I have customers who would prefer a drier bilge than this switch will give you. For them I recommend a separate 500 gph pump and discharge hose that can keep the bilge a lot drier. Which brings us to the automatic bilge pump which uses no float switch. 6/13/08
Bad, but I wish it were better. This seems like such a good idea I fervently wish it worked for more than a year or two before crapping out. It's a simple principle made possible by my old associates in the semiconductor industry. The pump is "smart," which means it has a microprocessor inside. Every three minutes or thereabouts the pump starts up. The electronics package monitors the motor current. If no water is present, the motor current is low and the pump shuts off. If higher current is sensed it means water is being pumped and the pump stays on until the pump current drops again indicating all water gone. I have calculated that the cycling of the pump with no water present consumes less power than the self-discharge rate of lead-acid batteries. So it has no power penalty. The Rule 25S, a great idea.
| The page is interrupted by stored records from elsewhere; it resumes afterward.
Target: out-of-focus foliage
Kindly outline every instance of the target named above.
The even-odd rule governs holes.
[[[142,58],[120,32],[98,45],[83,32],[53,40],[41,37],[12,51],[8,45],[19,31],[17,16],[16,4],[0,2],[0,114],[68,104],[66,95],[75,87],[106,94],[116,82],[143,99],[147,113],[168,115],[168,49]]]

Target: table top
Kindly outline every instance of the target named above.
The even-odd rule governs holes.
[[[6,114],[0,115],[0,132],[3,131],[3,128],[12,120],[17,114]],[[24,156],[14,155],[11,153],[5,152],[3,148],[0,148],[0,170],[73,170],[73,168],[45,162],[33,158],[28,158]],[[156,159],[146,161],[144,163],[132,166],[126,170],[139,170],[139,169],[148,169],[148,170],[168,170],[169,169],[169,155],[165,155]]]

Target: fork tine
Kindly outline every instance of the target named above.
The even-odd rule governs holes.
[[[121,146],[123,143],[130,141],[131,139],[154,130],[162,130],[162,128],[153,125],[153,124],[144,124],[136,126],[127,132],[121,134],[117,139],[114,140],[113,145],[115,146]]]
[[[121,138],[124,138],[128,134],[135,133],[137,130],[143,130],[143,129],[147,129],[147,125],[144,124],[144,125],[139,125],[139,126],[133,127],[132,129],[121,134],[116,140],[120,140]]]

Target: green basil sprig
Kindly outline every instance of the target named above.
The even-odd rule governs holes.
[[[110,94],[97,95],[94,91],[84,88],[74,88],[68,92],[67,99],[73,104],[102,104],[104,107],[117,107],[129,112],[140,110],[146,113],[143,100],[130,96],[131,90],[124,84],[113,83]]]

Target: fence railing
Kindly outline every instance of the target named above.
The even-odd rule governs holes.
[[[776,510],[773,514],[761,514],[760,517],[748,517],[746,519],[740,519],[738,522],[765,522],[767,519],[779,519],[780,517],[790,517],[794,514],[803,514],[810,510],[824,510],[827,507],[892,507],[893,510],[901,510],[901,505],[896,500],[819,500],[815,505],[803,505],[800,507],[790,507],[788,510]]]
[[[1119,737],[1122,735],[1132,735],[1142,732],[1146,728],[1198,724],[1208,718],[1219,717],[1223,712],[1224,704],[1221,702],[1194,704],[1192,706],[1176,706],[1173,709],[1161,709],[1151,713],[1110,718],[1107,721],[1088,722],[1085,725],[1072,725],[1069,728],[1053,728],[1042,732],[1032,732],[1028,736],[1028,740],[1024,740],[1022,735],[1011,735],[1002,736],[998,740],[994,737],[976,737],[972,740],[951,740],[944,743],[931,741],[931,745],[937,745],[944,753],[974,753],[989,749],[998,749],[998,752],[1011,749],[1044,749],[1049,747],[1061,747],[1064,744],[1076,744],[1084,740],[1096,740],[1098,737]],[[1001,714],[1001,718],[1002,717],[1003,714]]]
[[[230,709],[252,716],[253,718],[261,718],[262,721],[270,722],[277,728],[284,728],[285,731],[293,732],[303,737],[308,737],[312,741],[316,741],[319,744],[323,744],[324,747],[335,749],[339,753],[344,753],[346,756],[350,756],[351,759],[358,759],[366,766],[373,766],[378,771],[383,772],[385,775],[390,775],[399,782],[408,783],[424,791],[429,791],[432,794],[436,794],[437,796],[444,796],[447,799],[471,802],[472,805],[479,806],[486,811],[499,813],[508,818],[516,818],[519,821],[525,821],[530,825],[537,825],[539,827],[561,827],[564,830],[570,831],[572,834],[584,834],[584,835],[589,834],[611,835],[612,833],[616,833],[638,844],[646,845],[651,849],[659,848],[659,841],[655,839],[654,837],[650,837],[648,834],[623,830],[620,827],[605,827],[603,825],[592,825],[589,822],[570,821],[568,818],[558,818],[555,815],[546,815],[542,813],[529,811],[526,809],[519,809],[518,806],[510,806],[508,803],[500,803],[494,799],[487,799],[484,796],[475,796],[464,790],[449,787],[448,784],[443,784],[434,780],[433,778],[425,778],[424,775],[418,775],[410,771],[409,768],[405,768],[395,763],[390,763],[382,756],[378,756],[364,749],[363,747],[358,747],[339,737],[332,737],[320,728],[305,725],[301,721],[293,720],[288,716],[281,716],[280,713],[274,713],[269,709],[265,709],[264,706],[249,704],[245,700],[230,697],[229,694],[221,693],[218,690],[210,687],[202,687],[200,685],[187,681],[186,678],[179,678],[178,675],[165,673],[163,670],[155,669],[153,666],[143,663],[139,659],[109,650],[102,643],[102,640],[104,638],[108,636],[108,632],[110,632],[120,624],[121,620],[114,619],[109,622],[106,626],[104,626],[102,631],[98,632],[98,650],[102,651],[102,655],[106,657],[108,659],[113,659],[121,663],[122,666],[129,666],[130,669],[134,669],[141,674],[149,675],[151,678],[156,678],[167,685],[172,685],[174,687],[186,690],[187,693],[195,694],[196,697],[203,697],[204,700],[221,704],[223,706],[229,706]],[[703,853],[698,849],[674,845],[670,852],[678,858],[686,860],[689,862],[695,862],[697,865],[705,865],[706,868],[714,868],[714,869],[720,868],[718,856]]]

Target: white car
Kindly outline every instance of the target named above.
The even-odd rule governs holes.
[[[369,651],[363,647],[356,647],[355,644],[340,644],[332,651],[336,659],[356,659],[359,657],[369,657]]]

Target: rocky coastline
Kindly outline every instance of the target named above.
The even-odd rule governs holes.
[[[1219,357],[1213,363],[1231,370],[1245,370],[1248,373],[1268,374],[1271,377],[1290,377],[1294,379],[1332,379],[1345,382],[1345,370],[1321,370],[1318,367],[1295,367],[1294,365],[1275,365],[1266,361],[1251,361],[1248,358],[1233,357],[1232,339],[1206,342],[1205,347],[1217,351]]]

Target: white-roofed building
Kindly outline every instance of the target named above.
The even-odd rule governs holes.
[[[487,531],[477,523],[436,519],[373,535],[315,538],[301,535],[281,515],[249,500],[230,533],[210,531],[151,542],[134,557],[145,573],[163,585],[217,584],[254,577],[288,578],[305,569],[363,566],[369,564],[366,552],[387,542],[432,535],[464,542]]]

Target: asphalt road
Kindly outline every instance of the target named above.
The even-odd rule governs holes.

No troublesome float switches, small pump to get the bilge dry as possible, what is not to like? For one thing, the fact that the pump runs every three minutes drives some customers batty, especially at night when they are trying to sleep. Others like the reassuring murmur of the pump letting them know that their boat is snug and dry. You never know what kind of customer you have until it is too late.
Most troubling is the fact that I have replaced at least five of these pumps after a year or two. If the solid state parts are adequately designed they should last forever or at least until the boat takes it's next lightning strike. With a pump that is advertised to be able to run dry, it should last a long time, like at least five or ten years. I bough a quantity of these pumps two years ago because I thought they were so neat. Now I use them when nothing else will do, like sticking them in a narrow, deep bilge when I have a backup pump located higher up.
If Rule ever gets the reliability thing worked out I have a modest suggestion: Ramp up the motor speed to something less than "whine" and then coast down when trying to detect water. This should work and it would make the pump less annoying to light sleepers.
Now, as to Rule pumps in general. I like them, I stock them and I use them, although I find the West Marine rebranded house line of pumps to be just as good and less expensive. Except for the Rule square 800 GPH model, which has more places to leak water than you would think possible. It snaps apart, which would seem like a good thing to clean the pump or put a new pump on an existing base. Good luck getting it to pump after reassembly without using a small tube of 5200.
I COMPLETELY do not get the cartridge pump concept in the WM pumps. You mean to tell me that when this pump fails you will still be making the same thing and I can just swap in another set of guts? Come on! You are straining my credulity again. Or are you telling me this pump fails so quickly I will need a quick way to slap in a replacement? Or should I just put in a new cartridge every two years just in case? I still have to wire the damn thing and waterproof the connections. Loser concept, logic wise. Probably good marketing because it is a differentiator. 6/13/08
BAD x 3: As to Rule pump switches, I have had many, many unexplained failures. Don't work, don't work sometimes, work if actuated slowly, do not work if actuated slowly. So you are crouching down in the bilge testing this switch, trying to decide if, under normal conditions it will work well enough. After all, having a boat sink in the slip because of equipment you worked on (so now are partially responsible for) is really big exposure. NB: The new, mercury free click-action switch seems to work just fine.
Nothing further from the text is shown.